New Worm – Bagle.AM Menaces the Internet

We have received several incidences from this new virus. The first variant of Bagle worm appeared 7 months ago. Panda’s New TruPrevent Technologies, “The most intelligent technologies to combat unknown viruses and intruders”, have also detected and blocked Bagle.AM, without knowing it
Bagle.AM spreads via e-mail and sends a ZIP file which includes a hidden EXE file and a html file with the same name

It tries to download a fake JPG file from several Internet addresses. In fact, it is another EXE file which includes the rest of the Bagle.AM worm. At it execution, the new worm send itself via e-mail

In the last hours, a new virus has appeared: Bagle.AM, also known as Bagle.AQ and Bagle.AC. Belonging to the Bagle family, which appeared in January this year, this new variant has begun to spread and to infect several users. Due the high number of incidences, Panda Software has declared Orange Alert level for this new threat.

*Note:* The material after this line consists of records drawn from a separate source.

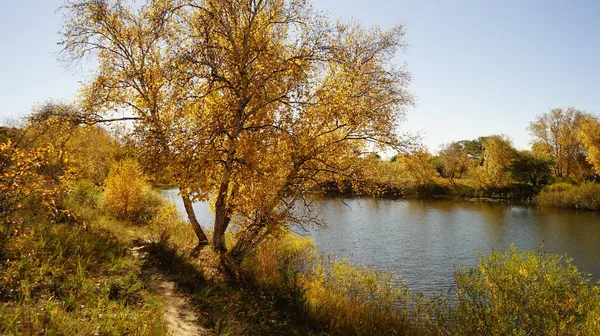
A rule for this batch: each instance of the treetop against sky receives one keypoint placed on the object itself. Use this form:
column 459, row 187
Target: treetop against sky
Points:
column 478, row 67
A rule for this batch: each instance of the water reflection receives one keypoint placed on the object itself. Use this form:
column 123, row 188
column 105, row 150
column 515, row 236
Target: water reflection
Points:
column 424, row 240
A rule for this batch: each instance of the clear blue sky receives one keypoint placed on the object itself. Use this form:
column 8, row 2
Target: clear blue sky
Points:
column 479, row 67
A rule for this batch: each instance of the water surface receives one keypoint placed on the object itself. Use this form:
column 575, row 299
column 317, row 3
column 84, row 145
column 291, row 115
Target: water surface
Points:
column 424, row 240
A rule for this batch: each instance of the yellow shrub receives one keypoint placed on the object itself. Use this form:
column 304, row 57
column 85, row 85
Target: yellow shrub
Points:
column 127, row 196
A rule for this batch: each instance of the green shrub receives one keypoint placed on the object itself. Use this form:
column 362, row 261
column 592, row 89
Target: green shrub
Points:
column 525, row 293
column 517, row 293
column 564, row 195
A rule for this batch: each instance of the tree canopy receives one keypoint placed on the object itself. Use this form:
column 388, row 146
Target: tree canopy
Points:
column 250, row 102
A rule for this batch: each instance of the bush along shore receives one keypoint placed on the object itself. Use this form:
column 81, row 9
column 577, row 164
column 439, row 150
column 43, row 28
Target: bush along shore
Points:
column 79, row 276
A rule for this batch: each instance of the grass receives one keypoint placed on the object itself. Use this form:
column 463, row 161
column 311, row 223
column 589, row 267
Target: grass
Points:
column 81, row 279
column 59, row 279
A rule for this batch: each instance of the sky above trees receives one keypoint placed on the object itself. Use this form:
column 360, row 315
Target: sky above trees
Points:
column 478, row 67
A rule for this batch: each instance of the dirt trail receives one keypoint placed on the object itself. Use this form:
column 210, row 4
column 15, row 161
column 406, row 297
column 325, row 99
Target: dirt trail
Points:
column 180, row 315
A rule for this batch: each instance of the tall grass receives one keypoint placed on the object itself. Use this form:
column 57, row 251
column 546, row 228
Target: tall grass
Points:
column 60, row 279
column 338, row 297
column 516, row 293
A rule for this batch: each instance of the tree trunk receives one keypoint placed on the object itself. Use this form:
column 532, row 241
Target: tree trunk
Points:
column 221, row 218
column 187, row 203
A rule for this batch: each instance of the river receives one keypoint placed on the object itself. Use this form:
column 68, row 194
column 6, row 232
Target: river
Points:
column 423, row 241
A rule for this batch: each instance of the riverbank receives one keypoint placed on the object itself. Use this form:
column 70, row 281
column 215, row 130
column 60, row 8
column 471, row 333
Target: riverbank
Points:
column 86, row 276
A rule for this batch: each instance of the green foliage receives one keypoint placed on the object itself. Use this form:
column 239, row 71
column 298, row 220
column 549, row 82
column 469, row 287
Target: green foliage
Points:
column 338, row 297
column 127, row 195
column 66, row 280
column 525, row 293
column 565, row 195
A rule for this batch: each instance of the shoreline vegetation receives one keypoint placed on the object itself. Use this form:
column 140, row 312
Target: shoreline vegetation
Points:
column 251, row 106
column 81, row 276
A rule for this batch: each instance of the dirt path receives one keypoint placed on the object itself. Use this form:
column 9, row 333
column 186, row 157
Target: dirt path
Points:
column 180, row 315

Panda Software’s customers which already has the new TruPrevent Technologies has been protected in a preventive way, as they were capable of detect and block this new virus without knowing it beforehand (more information about the new TruPrevent Technologies is available at www.pandasoftware.com/truprevent).

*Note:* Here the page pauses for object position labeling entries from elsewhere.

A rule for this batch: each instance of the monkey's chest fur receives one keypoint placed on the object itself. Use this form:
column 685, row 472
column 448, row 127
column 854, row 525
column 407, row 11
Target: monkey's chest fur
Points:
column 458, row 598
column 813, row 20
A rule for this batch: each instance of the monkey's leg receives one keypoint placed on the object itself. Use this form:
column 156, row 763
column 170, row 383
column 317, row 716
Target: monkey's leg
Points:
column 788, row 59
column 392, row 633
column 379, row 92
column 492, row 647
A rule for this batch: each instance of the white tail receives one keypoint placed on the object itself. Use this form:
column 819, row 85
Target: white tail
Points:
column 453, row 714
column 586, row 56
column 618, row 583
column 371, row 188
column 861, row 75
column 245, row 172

Luis Corrons, PandaLabs Director, says: “Bagle.AM is following a large family of worms which begun 7 months ago. It is using the social engineering also, as it tries to cheat users sending a file with a content referring to prices or passwords. It combines different infection methods. The number of incidences can grow up in the following hours, and this situation is more dangerous as there are a large number of users in different countries with free time to enjoy the Internet”.

Bagle.AM spreads via e-mail and sends a ZIP files of 6 Kbytes in size which includes a hidden EXE file and an HTML file with the same name. If a user executes the HTML file, it will launch the EXE file.

This EXE file copy itself in the system and create the following registry keys:

HKLM\SOFTWARE\Microsoft\Windows\CurrentVersion\Run win_upd2.exe =
%systemdir%\WINdirect.exe

HKCU\SOFTWARE\Microsoft\Windows\CurrentVersion\Run win_upd2.exe =
%systemdir%\WINdirect.exe

On the other hand, Bagle.AM creates and executes a 11,776 bytes in size DLL library in %systemdir%\_dll.exe which will stops all the process with the following names:

FIREWALL.EXE
ATUPDATER.EXE
winxp.exe
sys_xp.exe
sysxp.exe
LUALL.EXE
DRWEBUPW.EXE
AUTODOWN.EXE
NUPGRADE.EXE
OUTPOST.EXE
ICSSUPPNT.EXE
ICSUPP95.EXE
ESCANH95.EXE
AVXQUAR.EXE
ESCANHNT.EXE
ATUPDATER.EXE
AUPDATE.EXE
AUTOTRACE.EXE
AUTOUPDATE.EXE
AVXQUAR.EXE
AVWUPD32.EXE
AVPUPD.EXE
CFIAUDIT.EXE
UPDATE.EXE
NUPGRADE.EXE
MCUPDATE.EXE

In addition, it will try to download a fake JPG file from several URLs. Actually it is another EXE file which includes the rest of the Bagle.AM worm, that, once executed will spread via e-mail.

To prevent incidents involving Bagle.AM, Panda Software advises users to take precautions and update their antivirus software. Panda Software has made the corresponding updates available to its clients to detect and disinfect this new malicious code.